Carla laid her second egg last night at the Pitt peregrine nest, 16 March 2024 at 9:08pm.

In this video clip from the National Aviary falconcam we see the actual laying occurred quietly at timestamp 21:08:38. (This is 53.14 hours after her previous egg.)

Carla then raised her tail and remained in a standing position as she waited for the new egg to dry. Though the eggs are actually reddish in daylight, they look white under infrared night light.

Carla lays her second egg, 16 March 2024, 9:08pm (video from the National Aviary falconcam at Univ of Pittsburgh)

After the egg dried Carla roosted on the green perch in front of the nest.

Mother peregrines are the ones who stay at the nest overnight with eggs and chicks while their mates roost nearby. Ecco was apparently roosting within earshot but not very close. I believe he knew she had laid a second egg; he probably watched (off camera) when she laid it.

Carla was still asleep on the perch when it rained at 4:00am. When Ecco woke up at 4:30am he started to wail. Wailing means “I want something to change.” Perhaps Ecco wanted Carla to cover the eggs or maybe he meant, “I want to change places with you.”

Carla woke up and responded with unusual squeaky chirps. She jumped to the nestbox roof and Ecco arrived to cover the eggs. Listen for his voice and the sound of robins singing in the dark at the beginning of this video.

Overnight nest exchange at the Pitt peregrine nest, 17 March 2024, 4:35am

An overnight nest exchange is very unusual but I’ve seen it once before. When Dori was a new mother at the Gulf Tower in 2010, Louie took over incubation in the middle of the night a couple of times (*). Louie had experience raising a family and Dori did not. Perhaps he was getting the eggs through a critical period, waiting until he felt confident that Dori had caught on.

Peregrines are quick studies at being parents but it’s always nice when one of them already knows what’s going on, as Ecco does.

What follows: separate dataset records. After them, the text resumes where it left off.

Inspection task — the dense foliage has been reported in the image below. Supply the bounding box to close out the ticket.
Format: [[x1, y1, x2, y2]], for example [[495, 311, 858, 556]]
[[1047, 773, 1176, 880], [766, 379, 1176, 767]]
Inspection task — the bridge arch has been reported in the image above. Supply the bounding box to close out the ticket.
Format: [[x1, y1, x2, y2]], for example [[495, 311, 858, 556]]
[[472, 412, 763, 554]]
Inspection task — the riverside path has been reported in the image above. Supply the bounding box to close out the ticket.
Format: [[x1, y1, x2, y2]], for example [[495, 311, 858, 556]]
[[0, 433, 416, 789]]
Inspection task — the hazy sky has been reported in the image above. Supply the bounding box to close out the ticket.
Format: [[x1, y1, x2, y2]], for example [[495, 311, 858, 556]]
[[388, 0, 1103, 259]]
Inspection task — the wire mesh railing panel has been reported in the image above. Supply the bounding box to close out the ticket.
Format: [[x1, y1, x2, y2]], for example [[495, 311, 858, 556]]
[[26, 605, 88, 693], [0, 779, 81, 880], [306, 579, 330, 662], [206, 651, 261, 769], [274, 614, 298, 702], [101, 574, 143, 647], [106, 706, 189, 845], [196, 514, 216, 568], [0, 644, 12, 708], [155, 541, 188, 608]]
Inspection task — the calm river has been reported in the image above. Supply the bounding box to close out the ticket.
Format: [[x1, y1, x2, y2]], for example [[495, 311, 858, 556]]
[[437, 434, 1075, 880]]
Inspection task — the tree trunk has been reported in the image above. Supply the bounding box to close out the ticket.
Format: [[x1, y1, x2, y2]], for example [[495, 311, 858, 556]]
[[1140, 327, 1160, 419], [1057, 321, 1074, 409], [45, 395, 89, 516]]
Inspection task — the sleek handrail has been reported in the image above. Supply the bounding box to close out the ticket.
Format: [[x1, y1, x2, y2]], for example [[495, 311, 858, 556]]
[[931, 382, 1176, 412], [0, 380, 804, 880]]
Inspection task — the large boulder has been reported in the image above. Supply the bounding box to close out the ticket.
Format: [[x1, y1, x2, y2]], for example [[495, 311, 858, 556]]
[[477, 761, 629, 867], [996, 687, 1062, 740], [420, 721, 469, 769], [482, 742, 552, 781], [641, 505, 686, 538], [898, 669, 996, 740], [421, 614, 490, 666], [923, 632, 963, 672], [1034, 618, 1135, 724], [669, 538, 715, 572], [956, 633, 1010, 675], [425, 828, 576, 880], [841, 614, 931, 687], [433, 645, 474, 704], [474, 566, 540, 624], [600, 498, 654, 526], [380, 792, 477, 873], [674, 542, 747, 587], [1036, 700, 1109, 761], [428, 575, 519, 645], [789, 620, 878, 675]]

Watch Carla and Ecco as their family grows at the National Aviary Falconcam at Univ of Pittsburgh.

(*)The nighttime nest exchanges at Gulf Tower in 2010 are described in these vintage blogs.

(credits are in the captions)

One thought on “Second Egg and Overnight Nest Exchange at Pitt

  1. Looks like she has started incubating the 2 eggs so it’s possible there will only be 3 eggs this year.